Dans le catharisme, ces particularités sont encore plus prégnantes que dans d’autres religions chrétiennes. En effet, le catharisme est un christianisme authentique, ce qui veut dire qu’il considère que le christianisme d’origine est le seul valable. C’est ainsi que les cathares mettent en avant le seul commandement de Christ : « Aimez-vous les uns les autres comme je vous ai aimé ». De la même façon, les cathares ont pas cédé aux tentations des catholiques en terme d’organisation de leur Église avec un système hiérarchique et tout un tas de rituels et de sacrements qui n’existaient pas initialement.

Ceci étant posé, le catharisme d’aujourd’hui ne peut en aucune façon renier; le catharisme médiéval, lui-même, suivait fidèlement le christianisme des premiers siècles. Les seules adaptations qui sont acceptables, comme elles l’ont toujours été, sont celles qui permettent d’adapter les pratiques quotidiennes en fonction des connaissances scientifiques d’aujourd’hui, ce qui n’avait pas cours à l’époque où elles ont été instaurées. C’est ainsi que nous reconnaissons aujourd’hui le poisson comme étant un animal et non un végétal, ce qui implique que nous ne pouvons pas en manger, contrairement à ce que faisaient nos prédécesseurs. Par conséquent, si un sympathisant ressent en lui l’émergence de la foi cathare, il lui faut s’interroger sur ce qu’il envisage de faire plus tard.
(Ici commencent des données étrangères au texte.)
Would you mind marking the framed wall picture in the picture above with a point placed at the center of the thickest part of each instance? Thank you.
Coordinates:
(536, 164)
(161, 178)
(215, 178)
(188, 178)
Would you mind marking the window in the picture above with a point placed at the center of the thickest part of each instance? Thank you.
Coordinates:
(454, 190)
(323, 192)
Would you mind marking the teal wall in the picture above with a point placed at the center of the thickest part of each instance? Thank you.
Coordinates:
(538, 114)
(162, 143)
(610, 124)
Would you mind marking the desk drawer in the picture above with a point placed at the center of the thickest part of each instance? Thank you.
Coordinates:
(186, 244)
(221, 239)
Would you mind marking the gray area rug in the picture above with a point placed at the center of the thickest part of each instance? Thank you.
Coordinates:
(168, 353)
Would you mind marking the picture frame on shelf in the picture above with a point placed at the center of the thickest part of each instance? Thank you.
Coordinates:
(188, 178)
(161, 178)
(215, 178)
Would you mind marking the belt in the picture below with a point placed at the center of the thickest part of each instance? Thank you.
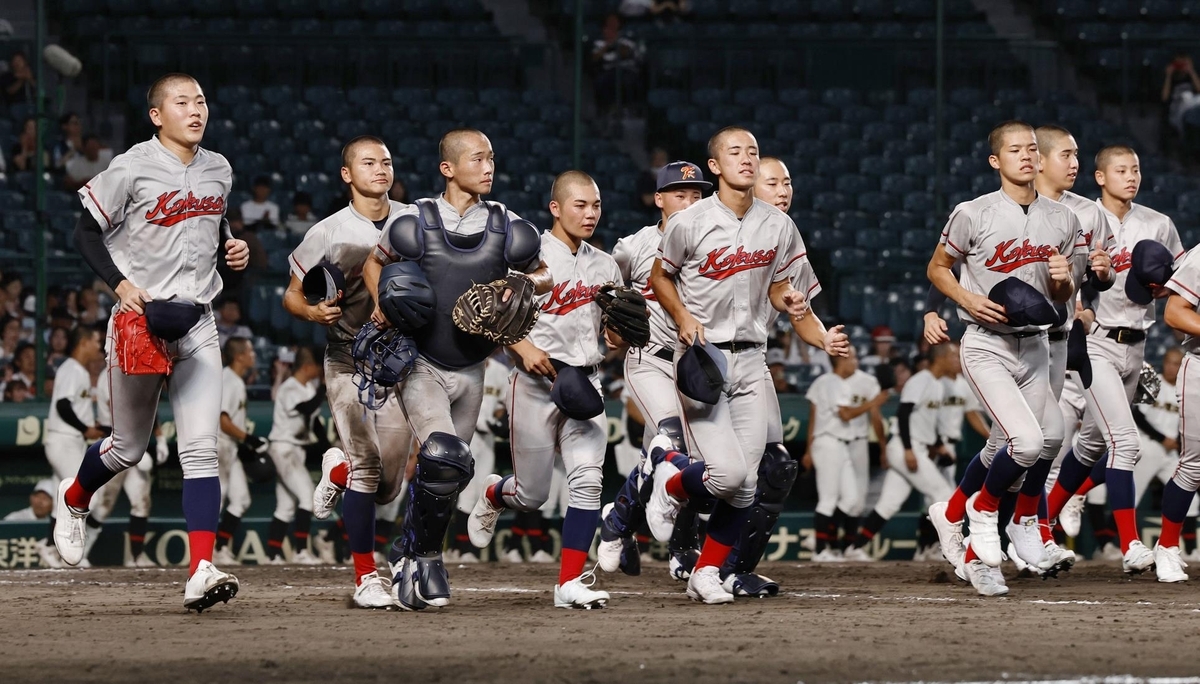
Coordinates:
(737, 347)
(1126, 335)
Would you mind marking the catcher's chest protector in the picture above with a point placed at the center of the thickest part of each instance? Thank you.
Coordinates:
(451, 271)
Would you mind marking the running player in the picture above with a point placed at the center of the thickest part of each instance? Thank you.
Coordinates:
(151, 231)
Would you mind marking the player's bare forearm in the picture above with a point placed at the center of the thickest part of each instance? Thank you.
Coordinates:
(1181, 316)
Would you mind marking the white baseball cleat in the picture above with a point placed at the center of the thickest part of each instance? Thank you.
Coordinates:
(577, 593)
(985, 579)
(984, 533)
(949, 534)
(663, 509)
(1168, 564)
(1138, 558)
(481, 523)
(1026, 543)
(327, 495)
(705, 585)
(375, 592)
(208, 586)
(70, 527)
(1071, 517)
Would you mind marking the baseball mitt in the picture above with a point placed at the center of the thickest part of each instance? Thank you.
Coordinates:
(623, 311)
(484, 310)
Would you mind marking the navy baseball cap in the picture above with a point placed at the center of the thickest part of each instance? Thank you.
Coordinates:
(1150, 267)
(1077, 353)
(682, 174)
(701, 372)
(574, 394)
(1024, 305)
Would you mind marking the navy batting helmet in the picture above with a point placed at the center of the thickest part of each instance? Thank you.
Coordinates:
(382, 359)
(406, 298)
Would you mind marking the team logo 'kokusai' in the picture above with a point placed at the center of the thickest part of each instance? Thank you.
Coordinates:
(1008, 257)
(169, 210)
(720, 265)
(565, 299)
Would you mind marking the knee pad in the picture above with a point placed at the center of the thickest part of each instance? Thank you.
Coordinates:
(672, 427)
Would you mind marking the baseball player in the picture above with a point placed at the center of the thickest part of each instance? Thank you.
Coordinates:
(1116, 347)
(1013, 233)
(649, 379)
(370, 466)
(1182, 316)
(455, 240)
(239, 357)
(916, 451)
(295, 402)
(151, 231)
(721, 262)
(565, 335)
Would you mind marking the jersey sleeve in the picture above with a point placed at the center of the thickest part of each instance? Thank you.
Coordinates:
(107, 195)
(309, 253)
(1186, 281)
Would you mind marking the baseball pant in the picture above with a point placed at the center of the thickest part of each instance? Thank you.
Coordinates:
(293, 484)
(377, 443)
(539, 432)
(731, 435)
(195, 402)
(1108, 421)
(1011, 376)
(234, 485)
(899, 481)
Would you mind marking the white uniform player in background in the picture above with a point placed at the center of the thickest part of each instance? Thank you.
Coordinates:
(567, 334)
(153, 231)
(298, 399)
(721, 263)
(239, 357)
Soit cet appel spirituel, lui semble encore trop faible pour lui permettre de surmonter les contraintes que la vie quotidienne va mettre devant lui, auquel cas il devra se considérer comme un sympathisant, capable ponctuellement d’adapter certains éléments doctrinaux à sa morale personnelle. Bien entendu, il ne pourra pas se déclarer croyant cathare à ce niveau. Soit l’appel spirituel est si fort que ce sympathisant ne peut plus envisager son avenir que dans l’avancement au sein de cette foi, dans le cadre de la religion qui existe aujourd’hui. Alors, il va chercher à approfondir sa compréhension spirituelle des éléments doctrinaux, même si certains lui seront encore difficile à mettre en œuvre pour tout un tas de raisons qui peuvent relever notamment de sa capacité intellectuelle à les intégrer à sa propre morale, mais avec l’intention à terme de surmonter ces écueils momentanés. Alors, il pourra se considérer comme croyant cathare et se rapprocher de personnes qui comme lui sont en situation d’avancement et qui peut-être pour certaines, lui sembleront plus avancées que lui, donc pourquoi pas aptes à le soutenir dans son propre avancement.
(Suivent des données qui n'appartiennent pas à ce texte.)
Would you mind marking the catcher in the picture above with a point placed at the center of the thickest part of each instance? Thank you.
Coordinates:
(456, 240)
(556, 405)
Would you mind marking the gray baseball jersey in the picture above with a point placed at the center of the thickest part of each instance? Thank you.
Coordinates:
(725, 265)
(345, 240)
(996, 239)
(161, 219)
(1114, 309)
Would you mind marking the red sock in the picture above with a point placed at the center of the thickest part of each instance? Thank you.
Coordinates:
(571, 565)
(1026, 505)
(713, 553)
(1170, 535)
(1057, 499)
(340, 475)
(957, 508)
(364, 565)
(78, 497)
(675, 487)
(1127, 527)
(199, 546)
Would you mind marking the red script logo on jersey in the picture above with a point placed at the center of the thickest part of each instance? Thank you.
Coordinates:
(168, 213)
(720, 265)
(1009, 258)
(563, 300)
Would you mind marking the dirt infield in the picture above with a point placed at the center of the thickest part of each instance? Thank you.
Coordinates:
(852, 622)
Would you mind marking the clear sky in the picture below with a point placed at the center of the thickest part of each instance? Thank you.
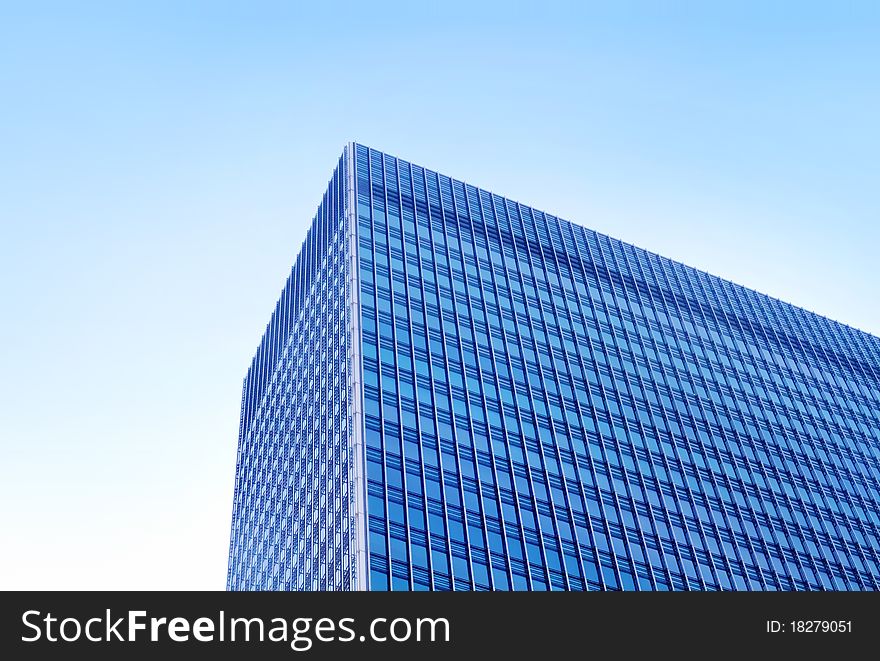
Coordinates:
(160, 163)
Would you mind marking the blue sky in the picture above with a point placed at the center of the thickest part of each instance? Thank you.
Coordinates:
(160, 162)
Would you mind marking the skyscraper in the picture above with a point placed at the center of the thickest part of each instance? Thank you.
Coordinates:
(457, 391)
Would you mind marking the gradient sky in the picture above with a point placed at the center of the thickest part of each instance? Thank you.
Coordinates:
(160, 163)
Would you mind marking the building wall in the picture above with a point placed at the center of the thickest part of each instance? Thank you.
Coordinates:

Le cheminement cathare se fait sur deux niveaux

Comme nous l’avons découvert dans nos recherches sur le Moyen Âge, nous savons que les cathares ne prétendaient pas détenir une quelconque vérité par eux-mêmes. Ainsi, même au sein des communautés de vie évangélique, même de la part des évêques, des diacres ou des anciens, nul ne pouvait prétendre décider si telle ou telle personne était à même d’être considérée comme croyante ou de recevoir la Consolation.
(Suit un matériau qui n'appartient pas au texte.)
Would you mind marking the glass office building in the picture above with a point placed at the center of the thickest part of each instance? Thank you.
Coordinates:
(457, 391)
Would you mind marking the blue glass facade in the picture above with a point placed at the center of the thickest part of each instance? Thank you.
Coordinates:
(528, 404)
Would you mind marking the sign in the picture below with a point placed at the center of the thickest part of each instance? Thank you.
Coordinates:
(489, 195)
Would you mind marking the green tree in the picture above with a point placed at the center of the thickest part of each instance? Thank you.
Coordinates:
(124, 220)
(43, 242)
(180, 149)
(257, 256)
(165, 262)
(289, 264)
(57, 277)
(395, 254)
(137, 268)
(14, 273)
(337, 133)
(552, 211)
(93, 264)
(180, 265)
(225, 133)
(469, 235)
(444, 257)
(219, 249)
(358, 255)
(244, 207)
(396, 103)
En fait, le processus se faisait toujours dans le sens inverse. C’est le croyant qui va demander à une communauté de vie évangélique de bien vouloir l’accueillir pour un noviciat et qui, au fil de sa formation et de son avancement spirituel, viendra un jour informer son ancien, le diacre ou l’évêque qu’il pense avoir reçu la Consolation spirituelle de la part du Saint-Esprit, seule entité apte à délivrer ce sacrement, comme nous le voyons très bien dans les Actes des apôtres. Alors, la communauté s’interrogera pour définir si le demandeur présente les signes les plus clairs possibles de la réalité de cette affirmation. S’il semble vraisemblable que cette affirmation est fondée, la communauté organisera la cérémonie mondaine de Consolation dont nous avons un exemple écrit dans le Nouveau Testament cathare. En cas de doute, la communauté échangera avec l’impétrant pour lui montrer les points qui lui semblent rendre discutable son affirmation, car il est très difficile de définir avec précision ce que l’on ressent spirituellement et que l’on ne peut exprimer qu’intellectuellement.

Ainsi, contrairement à ce que la plupart des historiens pensaient valable, ce ne sont pas les cérémonies organisées dans ce monde qui définissent l’état spirituel d’un croyant cathare. Elles constituent davantage des jalons que l’Église cathare met en avant aux yeux de la population sympathisante et croyante, de façon à organiser la communauté ecclésiale dans sa vie quotidienne. Nous ne manquons pas d’exemples, dans la littérature disponible, qui montrent que ces décisions ont parfois donné lieu à des erreurs par lesquelles des consolés cathares se sont avérés, plus tard, n’être même pas des croyants puisqu’ils ont abandonné l’Église au profit de celle des catholiques et certains ont même participé à la persécution l’Église cathare pour prouver leur fermeté dans la nouvelle spiritualité qu’ils venaient de rejoindre.

La porte étroite

Comment expliquer que certaines personnes de bonne foi se considèrent comme des croyants, voire comme des consolés, alors même qu’elles sont loin d’avoir intégré les éléments doctrinaux et pratiques que cela semble logiquement nécessiter.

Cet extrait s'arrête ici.